Practice routines

The One-Ball Practice Routine That Makes the Range Feel Like the Course

Stop raking balls and start giving every shot a job, a target, and a consequence.

The One-Ball Practice Routine That Makes the Range Feel Like the Course illustration

Most range sessions are too convenient. The ball is perfect, the lie never changes, the target barely matters, and another ball is waiting before the first one lands. That can be useful for working on a motion, but it does not feel much like golf. On the course you get one ball, one decision, and one result.

A one-ball practice routine brings that pressure back without making practice complicated. You still use the range, short-game area, and putting green. You simply refuse to hit the same thoughtless shot twice in a row.

The Core Rule

Hit one ball, step away, evaluate, and reset. That is it. You can use the same club again, but you must go through a fresh routine. Pick a target. Choose a shape or trajectory. Make a rehearsal. Commit.

This slows practice down in a good way. Twenty intentional balls can teach you more than 80 balls hit while half-watching the next stall.

Use this question after every shot: Would that have been playable on the course? Not perfect. Playable.

Build a Range Version of a Hole

Instead of hitting seven 7-irons at the same flag, imagine a hole. For example:

  1. Driver to a fairway between two range poles.
  2. 8-iron to a green-sized window.
  3. Wedge to a front pin.
  4. If the drive misses badly, play a recovery punch as the next shot.

Now the second shot depends on the first. That is where practice starts to feel like golf. You learn to respond instead of restarting.

Result Next practice shot
Fairway hit Approach to a specific target
Light miss Recovery shape around imaginary trouble
Big miss Pitch-out or lay-up window
Great drive Wedge with a birdie mindset

Add Consequences Without Being Dramatic

You do not need punishment sprints or silly bets. Small consequences are enough. If you miss your target window, switch to a safer club. If you miss two wedges long, spend five minutes on distance control. If you hit a wild tee shot, your next ball must be a low recovery.

Consequences should guide learning, not create frustration.
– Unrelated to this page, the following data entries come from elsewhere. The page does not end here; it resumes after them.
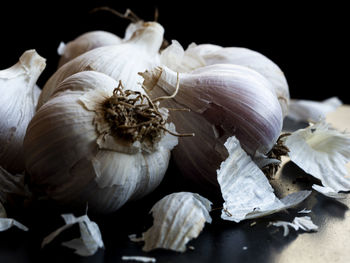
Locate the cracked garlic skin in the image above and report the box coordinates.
[37,22,164,109]
[24,71,177,213]
[162,41,290,117]
[0,50,46,173]
[58,30,122,67]
[141,64,283,188]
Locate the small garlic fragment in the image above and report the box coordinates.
[287,97,342,122]
[284,121,350,194]
[142,192,212,252]
[271,216,318,237]
[217,137,311,223]
[41,214,104,256]
[0,50,46,173]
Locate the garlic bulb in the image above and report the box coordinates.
[162,41,290,116]
[38,22,164,108]
[0,50,46,173]
[24,71,177,213]
[57,30,122,67]
[141,64,282,185]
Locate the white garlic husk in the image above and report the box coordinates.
[57,30,122,67]
[141,64,283,185]
[0,50,46,173]
[162,41,290,117]
[38,22,164,108]
[24,71,177,213]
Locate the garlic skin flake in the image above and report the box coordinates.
[0,50,46,173]
[142,192,212,252]
[217,136,311,223]
[57,30,122,67]
[284,121,350,193]
[37,22,164,109]
[271,216,318,237]
[41,214,104,257]
[161,41,290,117]
[140,64,283,186]
[24,71,177,213]
[287,97,343,122]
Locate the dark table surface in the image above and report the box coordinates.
[0,107,350,263]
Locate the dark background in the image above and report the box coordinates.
[0,0,350,103]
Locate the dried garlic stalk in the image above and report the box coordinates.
[142,192,211,252]
[284,122,350,198]
[41,214,104,256]
[217,136,311,223]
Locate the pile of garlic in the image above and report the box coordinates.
[0,12,350,255]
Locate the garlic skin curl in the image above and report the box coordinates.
[57,30,122,68]
[24,71,177,213]
[0,50,46,173]
[141,64,283,185]
[37,22,164,109]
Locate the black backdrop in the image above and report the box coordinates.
[0,0,350,103]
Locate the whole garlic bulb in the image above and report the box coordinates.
[0,50,46,173]
[141,64,282,188]
[24,71,177,213]
[57,30,122,67]
[38,22,164,108]
[162,41,290,117]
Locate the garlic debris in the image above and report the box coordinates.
[161,41,290,117]
[41,214,104,256]
[284,121,350,196]
[57,30,122,67]
[140,64,282,185]
[24,71,177,213]
[217,136,311,223]
[142,192,212,252]
[37,22,164,108]
[0,50,46,173]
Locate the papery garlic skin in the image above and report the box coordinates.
[37,22,164,109]
[142,192,212,252]
[163,42,290,117]
[141,65,282,185]
[0,50,46,173]
[24,71,177,213]
[57,30,122,67]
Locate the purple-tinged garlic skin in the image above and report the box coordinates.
[141,64,283,185]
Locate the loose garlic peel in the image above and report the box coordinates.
[140,65,282,185]
[141,192,212,252]
[24,71,177,213]
[284,121,350,197]
[161,41,290,117]
[37,22,164,109]
[0,50,46,173]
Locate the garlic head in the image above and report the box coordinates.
[0,50,46,173]
[141,64,282,188]
[37,22,164,109]
[57,30,122,67]
[24,71,177,213]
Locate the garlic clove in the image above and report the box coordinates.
[37,22,164,109]
[217,136,311,223]
[284,121,350,193]
[162,42,290,116]
[142,192,212,252]
[24,71,177,213]
[0,50,46,173]
[57,30,122,68]
[140,65,282,188]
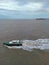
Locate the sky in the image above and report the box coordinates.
[0,0,49,19]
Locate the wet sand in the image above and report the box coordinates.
[0,20,49,65]
[0,20,49,41]
[0,46,49,65]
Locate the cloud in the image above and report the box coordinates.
[0,0,49,18]
[0,0,43,12]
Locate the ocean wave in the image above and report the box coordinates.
[7,39,49,51]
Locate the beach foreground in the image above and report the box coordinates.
[0,44,49,65]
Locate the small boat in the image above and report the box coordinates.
[3,40,22,46]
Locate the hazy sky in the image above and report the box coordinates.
[0,0,49,19]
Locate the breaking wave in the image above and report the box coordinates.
[7,39,49,51]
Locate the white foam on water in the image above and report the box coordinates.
[5,39,49,51]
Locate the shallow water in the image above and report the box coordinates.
[0,20,49,65]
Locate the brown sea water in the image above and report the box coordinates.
[0,20,49,65]
[0,20,49,41]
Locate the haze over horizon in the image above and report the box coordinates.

The point is to connect choices with outcomes.

Practice rule: Never let a bad shot disappear just because another ball is easy to reach.

Use the Short-Game Area the Same Way

One-ball practice is even better around the green. Drop one ball in a realistic spot, choose the landing area, and play it until holed. Then change the lie. Go from tight fairway to rough, uphill to downhill, basic chip to bunker shot.

Keep score for nine up-and-down attempts:

  • 2 points for up-and-down,
  • 1 point for leaving a simple next putt,
  • 0 points for a mistake that would bring double bogey into play.

This makes short-game practice honest. A pretty chip that leaves eight feet downhill is not the same as one that finishes under the hole.

Finish With a Pressure Putt

End the session with one ball and one putt that matters. Pick a distance between four and six feet. Go through your full routine. If you make it, the session is complete. If you miss, hit three lag putts from 25 to 35 feet, then try the short putt again.

This is not about torturing yourself. It is about leaving practice with your attention switched on.

When to Use This Routine

One-ball practice is ideal when your swing is functional and you want better transfer to the course. If you are making a technical change, you may still need blocked practice with repeated balls. Just do not live there forever.

A balanced week might include one technical session, one short-game session, and one one-ball session. The technical work builds the tool. The one-ball routine teaches you to use it when the scorecard is in your pocket.